מריה האתיופית חוזרת לירושלים

African Visions of Mary

Shay Eshel

In 1838, the French adventurer and renowned geographer Antoine d’Abbadie (1810–1897) came upon a magnificent sixteenth-century manuscript: an Ethiopian prayer book dedicated to the Virgin Mary (Arganon). Written in the holy Ge`ez language and decorated with beautiful iconography of Mary with the child Jesus, it also contains illustrations of Saint George killing the dragon and other expressive and colorful examples of Ethiopian religious art. D’Abbadie was so impressed by the manuscript that, despite its unusual weight and size, he took it with him on his travels throughout Ethiopia, making it “my pillow when sleeping on the bare ground and my seat when breaking my unleavened bread with the Ethiopian, the Shaho and the Badawi.” 

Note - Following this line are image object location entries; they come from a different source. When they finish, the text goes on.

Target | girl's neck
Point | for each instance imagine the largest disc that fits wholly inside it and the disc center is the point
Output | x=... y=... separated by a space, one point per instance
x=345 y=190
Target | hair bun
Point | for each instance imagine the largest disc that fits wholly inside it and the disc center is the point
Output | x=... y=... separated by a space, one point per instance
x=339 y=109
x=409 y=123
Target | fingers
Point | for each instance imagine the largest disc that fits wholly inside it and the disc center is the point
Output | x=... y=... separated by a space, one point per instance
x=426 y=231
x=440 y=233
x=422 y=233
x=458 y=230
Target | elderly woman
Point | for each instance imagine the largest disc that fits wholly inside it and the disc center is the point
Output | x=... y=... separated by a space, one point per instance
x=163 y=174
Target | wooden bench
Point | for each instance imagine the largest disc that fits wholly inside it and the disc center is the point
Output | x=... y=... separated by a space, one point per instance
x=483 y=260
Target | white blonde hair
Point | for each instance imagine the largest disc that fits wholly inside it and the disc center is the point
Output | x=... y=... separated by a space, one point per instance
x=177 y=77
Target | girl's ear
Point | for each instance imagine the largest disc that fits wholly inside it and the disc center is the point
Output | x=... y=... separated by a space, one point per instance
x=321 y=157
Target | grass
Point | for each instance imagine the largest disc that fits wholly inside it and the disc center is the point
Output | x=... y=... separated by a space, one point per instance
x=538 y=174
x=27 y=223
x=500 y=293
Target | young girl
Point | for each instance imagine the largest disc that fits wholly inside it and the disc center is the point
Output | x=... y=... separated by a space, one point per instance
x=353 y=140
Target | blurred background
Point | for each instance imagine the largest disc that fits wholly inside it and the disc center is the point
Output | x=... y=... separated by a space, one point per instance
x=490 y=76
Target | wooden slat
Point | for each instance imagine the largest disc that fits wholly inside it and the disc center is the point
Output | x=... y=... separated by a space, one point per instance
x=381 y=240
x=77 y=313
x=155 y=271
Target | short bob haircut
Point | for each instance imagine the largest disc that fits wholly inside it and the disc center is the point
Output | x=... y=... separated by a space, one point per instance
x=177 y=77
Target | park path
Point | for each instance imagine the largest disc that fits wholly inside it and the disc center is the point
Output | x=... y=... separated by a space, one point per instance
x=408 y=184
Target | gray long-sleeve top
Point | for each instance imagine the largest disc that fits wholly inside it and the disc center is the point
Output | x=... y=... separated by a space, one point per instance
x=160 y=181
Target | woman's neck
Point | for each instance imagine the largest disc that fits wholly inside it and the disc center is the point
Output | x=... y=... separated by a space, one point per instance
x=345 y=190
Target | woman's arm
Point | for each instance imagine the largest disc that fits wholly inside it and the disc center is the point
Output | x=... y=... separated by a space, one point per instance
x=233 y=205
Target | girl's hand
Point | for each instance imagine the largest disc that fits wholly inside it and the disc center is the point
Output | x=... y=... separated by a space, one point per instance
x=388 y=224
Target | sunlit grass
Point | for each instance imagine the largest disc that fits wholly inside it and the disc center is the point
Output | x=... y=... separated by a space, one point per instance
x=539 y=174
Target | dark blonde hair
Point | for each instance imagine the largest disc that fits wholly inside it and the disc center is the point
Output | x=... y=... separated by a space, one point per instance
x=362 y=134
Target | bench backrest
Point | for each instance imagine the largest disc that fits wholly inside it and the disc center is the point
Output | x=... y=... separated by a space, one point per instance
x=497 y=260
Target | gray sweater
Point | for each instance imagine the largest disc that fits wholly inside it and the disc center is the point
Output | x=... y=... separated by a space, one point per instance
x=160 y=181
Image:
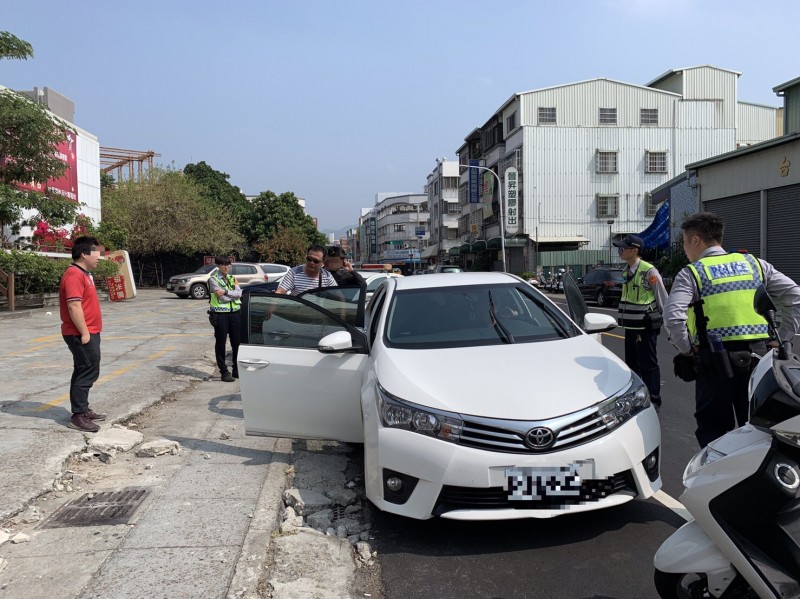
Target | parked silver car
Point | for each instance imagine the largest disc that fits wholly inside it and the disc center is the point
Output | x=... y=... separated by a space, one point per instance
x=195 y=284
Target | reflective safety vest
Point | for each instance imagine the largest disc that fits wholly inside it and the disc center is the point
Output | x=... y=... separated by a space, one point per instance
x=636 y=301
x=727 y=285
x=228 y=283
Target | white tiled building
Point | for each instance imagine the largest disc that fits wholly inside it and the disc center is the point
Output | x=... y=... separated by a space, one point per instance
x=589 y=153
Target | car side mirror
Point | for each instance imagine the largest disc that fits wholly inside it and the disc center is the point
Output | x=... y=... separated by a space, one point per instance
x=337 y=342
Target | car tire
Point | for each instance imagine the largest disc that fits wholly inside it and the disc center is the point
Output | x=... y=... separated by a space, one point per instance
x=670 y=585
x=199 y=291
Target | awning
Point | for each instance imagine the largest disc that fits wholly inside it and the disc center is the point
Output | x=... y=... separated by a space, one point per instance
x=429 y=251
x=494 y=242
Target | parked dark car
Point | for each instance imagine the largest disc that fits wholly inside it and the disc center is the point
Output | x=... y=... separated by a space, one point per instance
x=602 y=285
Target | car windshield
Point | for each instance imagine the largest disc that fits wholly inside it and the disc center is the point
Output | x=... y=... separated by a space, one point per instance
x=473 y=315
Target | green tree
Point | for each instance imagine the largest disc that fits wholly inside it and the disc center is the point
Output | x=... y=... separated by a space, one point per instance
x=286 y=246
x=168 y=213
x=269 y=213
x=26 y=147
x=215 y=187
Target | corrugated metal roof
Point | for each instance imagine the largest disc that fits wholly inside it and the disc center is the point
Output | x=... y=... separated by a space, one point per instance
x=681 y=70
x=770 y=143
x=784 y=86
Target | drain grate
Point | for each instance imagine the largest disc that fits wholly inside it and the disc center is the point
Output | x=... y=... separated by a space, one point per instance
x=98 y=509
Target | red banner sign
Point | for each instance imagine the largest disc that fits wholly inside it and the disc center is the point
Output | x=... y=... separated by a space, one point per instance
x=67 y=186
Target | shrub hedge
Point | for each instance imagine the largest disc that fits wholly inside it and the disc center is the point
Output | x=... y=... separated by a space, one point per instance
x=38 y=274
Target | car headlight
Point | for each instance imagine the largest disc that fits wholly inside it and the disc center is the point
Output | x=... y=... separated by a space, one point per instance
x=620 y=408
x=396 y=413
x=704 y=457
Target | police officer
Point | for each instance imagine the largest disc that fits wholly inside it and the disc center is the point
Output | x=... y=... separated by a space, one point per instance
x=643 y=299
x=710 y=307
x=225 y=297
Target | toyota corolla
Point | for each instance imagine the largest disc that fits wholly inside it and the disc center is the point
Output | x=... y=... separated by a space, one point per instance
x=435 y=378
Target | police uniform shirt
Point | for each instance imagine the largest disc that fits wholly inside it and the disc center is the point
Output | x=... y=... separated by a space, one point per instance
x=783 y=291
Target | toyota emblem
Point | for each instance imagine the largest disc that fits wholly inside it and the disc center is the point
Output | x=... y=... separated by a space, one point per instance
x=540 y=438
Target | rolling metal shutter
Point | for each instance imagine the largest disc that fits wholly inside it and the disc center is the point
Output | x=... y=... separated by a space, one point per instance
x=742 y=216
x=783 y=224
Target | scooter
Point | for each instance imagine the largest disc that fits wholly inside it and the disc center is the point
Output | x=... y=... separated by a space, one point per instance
x=743 y=491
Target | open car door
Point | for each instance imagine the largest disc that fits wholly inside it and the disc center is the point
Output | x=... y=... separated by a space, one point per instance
x=289 y=387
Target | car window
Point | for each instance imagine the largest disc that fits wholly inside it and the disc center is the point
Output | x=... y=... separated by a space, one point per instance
x=273 y=268
x=243 y=269
x=474 y=315
x=342 y=301
x=282 y=321
x=615 y=275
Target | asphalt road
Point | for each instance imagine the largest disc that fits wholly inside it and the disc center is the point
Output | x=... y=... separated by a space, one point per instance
x=603 y=554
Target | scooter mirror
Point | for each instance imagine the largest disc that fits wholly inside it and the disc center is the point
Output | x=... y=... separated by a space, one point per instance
x=762 y=302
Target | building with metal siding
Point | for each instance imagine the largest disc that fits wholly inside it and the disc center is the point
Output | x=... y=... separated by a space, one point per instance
x=756 y=190
x=592 y=151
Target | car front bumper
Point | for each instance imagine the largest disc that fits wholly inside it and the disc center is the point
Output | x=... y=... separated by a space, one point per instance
x=464 y=483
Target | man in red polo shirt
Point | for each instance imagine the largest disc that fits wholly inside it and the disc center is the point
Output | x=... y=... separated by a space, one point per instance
x=81 y=323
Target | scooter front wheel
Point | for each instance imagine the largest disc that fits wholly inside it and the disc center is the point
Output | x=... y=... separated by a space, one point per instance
x=680 y=586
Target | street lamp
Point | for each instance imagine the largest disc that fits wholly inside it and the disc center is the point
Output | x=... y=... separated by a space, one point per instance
x=502 y=210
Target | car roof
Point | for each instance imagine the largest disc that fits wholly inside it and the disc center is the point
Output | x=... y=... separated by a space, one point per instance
x=454 y=280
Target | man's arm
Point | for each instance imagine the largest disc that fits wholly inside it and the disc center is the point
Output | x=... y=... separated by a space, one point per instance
x=676 y=309
x=786 y=295
x=78 y=319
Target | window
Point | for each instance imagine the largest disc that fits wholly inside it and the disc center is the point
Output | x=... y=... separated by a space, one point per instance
x=607 y=116
x=607 y=206
x=648 y=116
x=511 y=122
x=606 y=162
x=547 y=116
x=656 y=162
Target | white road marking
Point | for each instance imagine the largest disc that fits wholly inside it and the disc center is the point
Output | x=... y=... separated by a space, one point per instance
x=673 y=504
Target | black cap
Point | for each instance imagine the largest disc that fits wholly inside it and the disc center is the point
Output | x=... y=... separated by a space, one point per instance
x=630 y=241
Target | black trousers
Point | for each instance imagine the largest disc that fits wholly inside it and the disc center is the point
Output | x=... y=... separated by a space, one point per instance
x=227 y=325
x=85 y=370
x=641 y=356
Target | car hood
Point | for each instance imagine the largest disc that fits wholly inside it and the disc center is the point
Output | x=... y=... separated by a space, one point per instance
x=524 y=381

On a short visit to Rome, before returning to Ethiopia, d’Abbadie presented the manuscript to Lord Hugh Clifford, an enthusiastic collector. The rare manuscript passed through several hands before its incorporation into the collection of the National Library. One can only presume that the original Ethiopian scribe and illuminator of this manuscript would have been more than happy to know that their work of art had found its way to Jerusalem, the origin of Ethiopian religious and national identity. For Jerusalem is the place where, according to Ethiopian tradition, King Solomon and the Queen of Sheba fell in love with each other’s wisdom and spent one last night together, conceiving the first emperor of the centuries-old Ethiopian Solomonic dynasty.